Gdyby syn rosyjskiego miliardera zdecydował się na pozostanie w świecie rajdów terenowych, mógłby próbować zrealizować inne marzenie - wystąpić w Rajdzie Dakar. Tyle że francuska firma ASO, będąca organizatorem imprezy, najprawdopodobniej nie zaprosi Rosjan na najbliższą edycję rajdu w roku 2023.

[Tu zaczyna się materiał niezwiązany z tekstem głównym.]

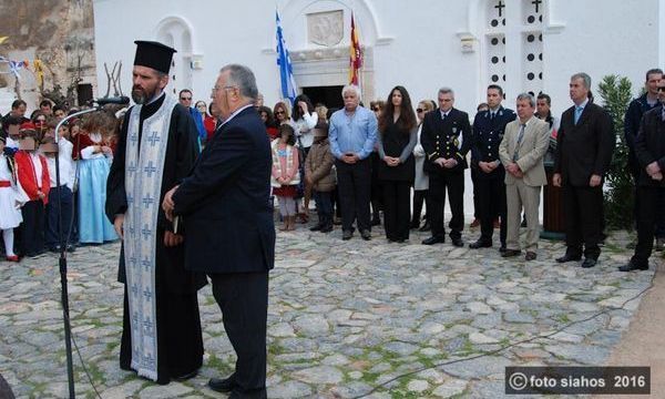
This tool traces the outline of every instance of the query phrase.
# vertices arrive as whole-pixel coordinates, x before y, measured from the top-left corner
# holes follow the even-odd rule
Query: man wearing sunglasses
[[[637,137],[637,131],[640,130],[642,116],[644,116],[646,112],[661,106],[661,102],[658,101],[658,83],[662,79],[663,70],[661,69],[655,68],[646,72],[646,81],[644,83],[646,92],[637,99],[631,101],[624,120],[624,140],[628,146],[628,170],[631,171],[633,182],[635,183],[635,206],[633,214],[636,222],[640,219],[637,186],[640,185],[640,174],[642,172],[642,167],[640,166],[640,162],[637,162],[637,157],[635,156],[635,137]],[[665,203],[663,203],[665,200],[661,198],[659,201],[662,206],[665,206]],[[656,215],[655,222],[656,250],[663,250],[665,248],[665,213]],[[636,226],[636,228],[640,227]]]
[[[203,116],[201,115],[201,112],[198,112],[194,106],[192,106],[192,101],[194,101],[193,98],[194,94],[190,89],[183,89],[178,94],[178,101],[181,105],[183,105],[190,111],[190,115],[196,124],[196,131],[198,132],[198,145],[201,146],[201,143],[205,142],[207,133],[203,125]]]
[[[665,194],[665,80],[657,85],[661,105],[642,117],[635,137],[635,156],[640,163],[637,182],[637,245],[631,262],[621,272],[646,270],[654,245],[654,218],[663,213],[658,198]]]

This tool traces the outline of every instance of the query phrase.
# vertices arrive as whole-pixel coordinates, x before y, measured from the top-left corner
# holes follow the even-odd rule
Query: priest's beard
[[[132,88],[132,100],[134,100],[134,102],[136,104],[145,104],[146,102],[149,102],[150,100],[152,100],[155,96],[155,93],[157,92],[157,88],[153,88],[152,90],[150,89],[142,89],[140,86],[133,86]]]

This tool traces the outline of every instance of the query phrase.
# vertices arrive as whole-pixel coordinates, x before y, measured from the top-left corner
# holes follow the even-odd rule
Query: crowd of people
[[[640,131],[643,115],[662,109],[662,78],[659,69],[646,73],[646,92],[631,103],[625,116],[631,154],[625,166],[636,187],[638,239],[635,256],[621,270],[648,267],[654,236],[657,249],[665,248],[665,191],[659,180],[665,163],[657,145],[644,147],[638,140],[647,134]],[[497,84],[488,86],[487,103],[478,106],[473,119],[453,106],[451,88],[439,90],[438,104],[419,101],[416,113],[407,89],[400,85],[386,101],[371,101],[369,109],[362,106],[360,96],[359,88],[347,85],[344,109],[327,110],[299,95],[291,117],[284,102],[273,110],[257,104],[273,140],[272,184],[283,231],[296,228],[297,216],[306,222],[307,201],[314,193],[319,221],[311,231],[330,232],[332,215],[339,214],[342,239],[350,239],[358,229],[369,241],[371,226],[381,223],[382,214],[389,242],[403,243],[410,229],[419,228],[431,232],[423,245],[444,243],[448,193],[452,214],[448,236],[453,246],[461,247],[464,174],[470,168],[474,204],[470,226],[480,226],[480,236],[470,248],[492,247],[498,228],[503,257],[519,256],[523,248],[525,260],[536,259],[541,190],[549,186],[560,192],[565,224],[566,252],[556,262],[583,260],[585,268],[596,265],[605,227],[603,184],[616,137],[610,114],[593,102],[586,73],[571,78],[573,106],[561,119],[553,115],[545,93],[536,98],[519,94],[516,112],[503,106],[503,90]],[[326,156],[321,152],[309,155],[313,137],[329,149]],[[648,168],[643,164],[646,161]],[[647,209],[652,213],[642,214]],[[421,217],[426,219],[422,226]],[[520,228],[526,229],[523,245]]]
[[[661,70],[647,72],[646,92],[631,103],[625,117],[626,167],[636,185],[638,232],[640,219],[647,217],[640,211],[651,208],[651,197],[657,204],[665,201],[661,190],[637,190],[641,182],[658,186],[652,175],[657,177],[659,168],[652,165],[649,175],[641,166],[636,139],[643,114],[661,106]],[[463,246],[464,174],[470,168],[474,205],[470,226],[480,226],[480,236],[470,248],[493,246],[493,232],[499,228],[502,256],[516,256],[521,254],[520,227],[525,227],[525,259],[535,259],[541,187],[549,184],[563,191],[567,250],[557,260],[584,255],[583,266],[591,267],[603,239],[602,185],[615,140],[612,121],[593,103],[590,88],[591,78],[584,73],[571,79],[575,105],[560,120],[550,110],[548,94],[520,94],[515,113],[503,106],[502,88],[491,84],[487,103],[478,106],[472,123],[467,112],[454,108],[451,88],[441,88],[437,101],[419,101],[416,112],[407,89],[399,85],[386,101],[371,101],[369,108],[362,105],[359,88],[345,86],[341,110],[315,105],[305,94],[295,99],[293,110],[283,101],[270,109],[259,94],[255,109],[272,141],[270,185],[283,222],[279,229],[293,231],[298,223],[307,223],[314,198],[318,219],[309,227],[313,232],[329,233],[335,224],[341,224],[342,239],[350,239],[357,228],[369,241],[371,226],[381,224],[382,215],[389,242],[406,242],[409,231],[418,228],[431,232],[423,245],[443,243],[448,195],[452,214],[448,236],[452,245]],[[214,102],[194,103],[188,89],[178,93],[178,102],[195,122],[201,150],[219,124],[218,111]],[[577,111],[580,106],[586,112]],[[55,146],[55,125],[78,110],[44,100],[28,119],[25,109],[25,102],[17,100],[2,119],[0,174],[6,176],[0,181],[0,228],[7,259],[18,262],[21,256],[60,250],[61,229],[68,233],[69,250],[76,244],[115,241],[103,203],[125,110],[115,108],[69,121],[61,126]],[[55,187],[55,154],[60,157],[60,187]],[[545,164],[550,165],[548,173]],[[647,180],[642,178],[643,172]],[[649,206],[640,206],[643,201]],[[62,208],[61,219],[58,207]],[[655,235],[657,249],[665,247],[663,214],[654,213],[653,232],[642,229],[643,236]],[[646,267],[649,250],[645,239],[637,246],[641,255],[631,269]]]
[[[0,228],[8,260],[121,239],[122,369],[157,383],[197,374],[203,339],[196,293],[209,279],[237,362],[234,374],[208,386],[232,398],[266,397],[276,205],[284,232],[308,222],[314,198],[313,232],[340,224],[341,239],[358,229],[370,241],[382,214],[389,242],[403,243],[419,228],[431,232],[423,245],[448,236],[462,247],[470,168],[478,219],[472,225],[480,226],[470,248],[492,247],[499,227],[503,257],[519,256],[523,247],[525,260],[536,259],[541,187],[550,185],[561,190],[565,217],[566,252],[556,262],[584,256],[582,267],[597,263],[603,181],[616,139],[610,114],[593,103],[586,73],[571,76],[573,105],[561,119],[544,93],[519,94],[515,111],[503,106],[495,84],[487,88],[473,122],[454,108],[456,93],[446,86],[437,101],[421,100],[416,110],[401,85],[369,108],[358,86],[346,85],[339,110],[315,105],[305,94],[293,109],[286,102],[270,109],[252,70],[238,64],[222,68],[209,105],[192,106],[191,90],[177,99],[165,92],[176,50],[135,43],[135,105],[59,123],[76,110],[44,100],[27,119],[25,102],[17,100],[0,137]],[[637,243],[622,272],[648,268],[654,235],[658,248],[665,244],[664,103],[663,72],[649,70],[646,92],[625,119]]]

Rosjanin nie przejmuje się jednak tego typu problemami. Niedawno stwierdził, że jest "pewny" tego, że w odpowiednim momencie wróci do F1. Na razie Mazepin toczy jednak spory prawne z Haasem. Młody kierowca pozwał były zespół i domaga się od niego wypłaty wynagrodzenia za sezon 2022.
Czytaj także:
Ferrari podjęło decyzję. To może zaważyć na tytule
Alfa Romeo reaguje na plotki. "Nie ma stresu"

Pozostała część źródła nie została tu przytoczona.